The General Court of the European Union has upheld an appeal from the Fourth Board of Appeal of The Office of Harmonization for the Internal Market (OHIM), rejecting an opposition to an application to register the three-dimensional shape of a bottle as a Community trade mark (CTM), based on an earlier Community registration for a bottle shape in respect of identical and similar goods.


In 2003, Kofola Holding a.s. filed an application to register a CTM for the bottle below which had the word “snipp” engraved at the bottom, for various classes of goods including coffee, tea and fruit juice.

Weldebrau GmbH & Co KG opposed the application under on the grounds that it was similar to its own trade mark (see below) and registered under similar classes of goods and thus there existed a likelihood of confusion. The Opposition Division originally rejected the opposition in its entirety. Weldebrau appealed and the Fourth Board of Appeal dismissed the appeal, finding that there was no likelihood of confusion due to the average degree of distinctiveness of Weldebrau’s mark and the significant differences between the signs. Weldebrau appealed to the General Court, arguing that the Board had erred in its assessment of a likelihood of confusion between the marks.


In assessing the similarity of the marks, the Court found that, as it was a three-dimensional mark, it could only undertake a visual assessment. As Weldebrau’s mark did not incorporate any wording and the word "snipp" on Kofola’s mark was small and difficult to see, no phonetic analysis could be carried out. No conceptual comparison could be made as the marks did not convey any meaning.

The Court found that the Board had held correctly that there were visually significant differences between the marks. Weldebrau’s mark depicted a longer, slimmer and more delicate bottle shape than that of Kofola’s. Further, although both necks were helical, they had different spirals: the neck of Weldbrau's mark was thinner, with only two helical turns, whereas Kofola's mark was wider and had four helical turns. The actual shape of each neck was different. The Court found, therefore, that there was only a low degree of visual similarity between the marks.

As for the likelihood of confusion, the Court noted that, according to case law, in carrying out a global assessment, a low degree of similarity between the marks may be offset by a high degree of similarity between the goods and vice versa. Despite the fact that the goods were identical and very similar, the Court did not find any likelihood of confusion since Weldebrau’s mark had only an average degree of distinctiveness and it had not submitted any evidence of the mark having acquired increased distinctiveness by virtue of its intensive use or reputation. In essence, Weldebrau was asking the Court to find a likelihood of confusion based on the fact that the two bottle shapes had a spiral neck. However, since there were significant differences between each of the spiral necks, there could be no likelihood of confusion even though the goods were identical and very similar. The Court also held that the consumer would place more importance on a label or logo affixed to the bottle rather than its physical appearance. Weldebrau's appeal was therefore dismissed in its entirety.

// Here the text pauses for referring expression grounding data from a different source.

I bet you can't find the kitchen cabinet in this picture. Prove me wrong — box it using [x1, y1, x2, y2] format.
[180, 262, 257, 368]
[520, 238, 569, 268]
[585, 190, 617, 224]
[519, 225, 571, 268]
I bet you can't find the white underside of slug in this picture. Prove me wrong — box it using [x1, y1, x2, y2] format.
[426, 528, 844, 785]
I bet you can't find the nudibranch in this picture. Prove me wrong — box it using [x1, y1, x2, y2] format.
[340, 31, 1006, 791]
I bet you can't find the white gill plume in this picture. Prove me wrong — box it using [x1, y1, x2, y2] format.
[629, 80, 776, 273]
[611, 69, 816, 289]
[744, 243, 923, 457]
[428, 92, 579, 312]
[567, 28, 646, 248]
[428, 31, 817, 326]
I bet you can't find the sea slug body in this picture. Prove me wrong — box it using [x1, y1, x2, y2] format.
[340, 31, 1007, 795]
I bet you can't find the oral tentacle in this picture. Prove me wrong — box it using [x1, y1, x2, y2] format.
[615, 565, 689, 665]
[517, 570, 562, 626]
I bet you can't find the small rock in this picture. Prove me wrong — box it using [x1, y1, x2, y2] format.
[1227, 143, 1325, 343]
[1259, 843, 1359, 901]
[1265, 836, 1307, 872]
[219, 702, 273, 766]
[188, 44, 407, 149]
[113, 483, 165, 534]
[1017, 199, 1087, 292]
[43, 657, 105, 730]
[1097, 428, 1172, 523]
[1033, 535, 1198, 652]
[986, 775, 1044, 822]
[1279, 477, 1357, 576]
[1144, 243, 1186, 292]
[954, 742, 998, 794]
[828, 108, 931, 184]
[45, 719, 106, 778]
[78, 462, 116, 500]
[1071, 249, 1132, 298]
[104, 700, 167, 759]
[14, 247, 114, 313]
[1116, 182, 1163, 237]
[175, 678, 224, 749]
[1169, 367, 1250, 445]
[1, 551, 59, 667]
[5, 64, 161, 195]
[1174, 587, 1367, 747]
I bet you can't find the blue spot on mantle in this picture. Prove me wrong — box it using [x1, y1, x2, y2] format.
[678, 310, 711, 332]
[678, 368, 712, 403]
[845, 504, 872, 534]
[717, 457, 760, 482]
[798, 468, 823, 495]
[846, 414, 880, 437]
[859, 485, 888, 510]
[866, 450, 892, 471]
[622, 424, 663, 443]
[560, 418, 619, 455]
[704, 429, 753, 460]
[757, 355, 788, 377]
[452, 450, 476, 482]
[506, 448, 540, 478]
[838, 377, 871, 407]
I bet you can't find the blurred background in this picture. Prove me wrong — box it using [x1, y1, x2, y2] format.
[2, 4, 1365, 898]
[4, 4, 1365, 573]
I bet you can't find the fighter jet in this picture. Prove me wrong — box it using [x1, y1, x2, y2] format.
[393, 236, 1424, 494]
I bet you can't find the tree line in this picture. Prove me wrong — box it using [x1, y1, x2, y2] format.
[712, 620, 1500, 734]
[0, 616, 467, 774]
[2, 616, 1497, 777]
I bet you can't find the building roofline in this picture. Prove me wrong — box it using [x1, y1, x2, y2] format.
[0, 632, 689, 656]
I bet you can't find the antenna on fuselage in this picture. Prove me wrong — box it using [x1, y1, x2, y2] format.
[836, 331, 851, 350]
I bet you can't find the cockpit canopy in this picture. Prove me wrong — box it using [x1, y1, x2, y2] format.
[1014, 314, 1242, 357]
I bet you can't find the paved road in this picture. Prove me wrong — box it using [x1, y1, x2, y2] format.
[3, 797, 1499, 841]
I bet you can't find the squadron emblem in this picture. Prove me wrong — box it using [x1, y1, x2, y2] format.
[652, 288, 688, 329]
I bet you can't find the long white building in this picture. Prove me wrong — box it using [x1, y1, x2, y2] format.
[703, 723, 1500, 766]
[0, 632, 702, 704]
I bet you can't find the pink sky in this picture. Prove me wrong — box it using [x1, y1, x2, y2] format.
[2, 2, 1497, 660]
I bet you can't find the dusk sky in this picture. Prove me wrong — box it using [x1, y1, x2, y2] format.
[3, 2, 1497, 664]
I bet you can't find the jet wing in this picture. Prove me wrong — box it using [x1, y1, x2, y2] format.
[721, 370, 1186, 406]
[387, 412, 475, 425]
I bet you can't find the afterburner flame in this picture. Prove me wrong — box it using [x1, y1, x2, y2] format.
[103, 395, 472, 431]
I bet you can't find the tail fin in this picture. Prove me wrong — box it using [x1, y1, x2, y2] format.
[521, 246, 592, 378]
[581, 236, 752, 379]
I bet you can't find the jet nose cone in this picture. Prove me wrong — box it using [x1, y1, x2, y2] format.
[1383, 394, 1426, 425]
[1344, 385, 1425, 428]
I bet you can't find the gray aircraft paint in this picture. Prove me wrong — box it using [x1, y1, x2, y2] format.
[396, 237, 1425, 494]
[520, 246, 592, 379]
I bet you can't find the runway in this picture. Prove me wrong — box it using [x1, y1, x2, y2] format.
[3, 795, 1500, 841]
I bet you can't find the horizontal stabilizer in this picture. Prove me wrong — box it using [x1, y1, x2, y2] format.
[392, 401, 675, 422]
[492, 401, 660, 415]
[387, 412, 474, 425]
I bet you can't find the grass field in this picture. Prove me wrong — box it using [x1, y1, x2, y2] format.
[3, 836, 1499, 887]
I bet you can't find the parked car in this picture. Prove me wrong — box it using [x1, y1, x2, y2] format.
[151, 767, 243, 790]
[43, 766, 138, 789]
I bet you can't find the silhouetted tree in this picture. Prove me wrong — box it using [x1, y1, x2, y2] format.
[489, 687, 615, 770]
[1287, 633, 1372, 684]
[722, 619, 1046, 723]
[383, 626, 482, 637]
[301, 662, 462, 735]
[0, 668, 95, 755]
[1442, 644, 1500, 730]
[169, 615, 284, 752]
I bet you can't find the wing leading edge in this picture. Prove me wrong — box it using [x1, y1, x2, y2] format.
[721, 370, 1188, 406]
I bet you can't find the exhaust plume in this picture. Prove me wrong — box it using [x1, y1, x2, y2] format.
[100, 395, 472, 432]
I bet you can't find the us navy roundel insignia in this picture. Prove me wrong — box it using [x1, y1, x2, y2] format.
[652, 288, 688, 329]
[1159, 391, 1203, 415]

Weldebrau had submitted that it had received various prizes for the special design of the bottle, which, it said, confirmed the unique and unusual appearance of its bottle mark. However, this did not, in the Court's view, show that the bottle shape was more than averagely distinctive as a trade mark. It would seem that what might have helped Weldebrau would have been to prove that its mark had acquired more than average distinctiveness through intensive use and reputation and was therefore more powerful as an indicator of origin than any label that might be affixed to it.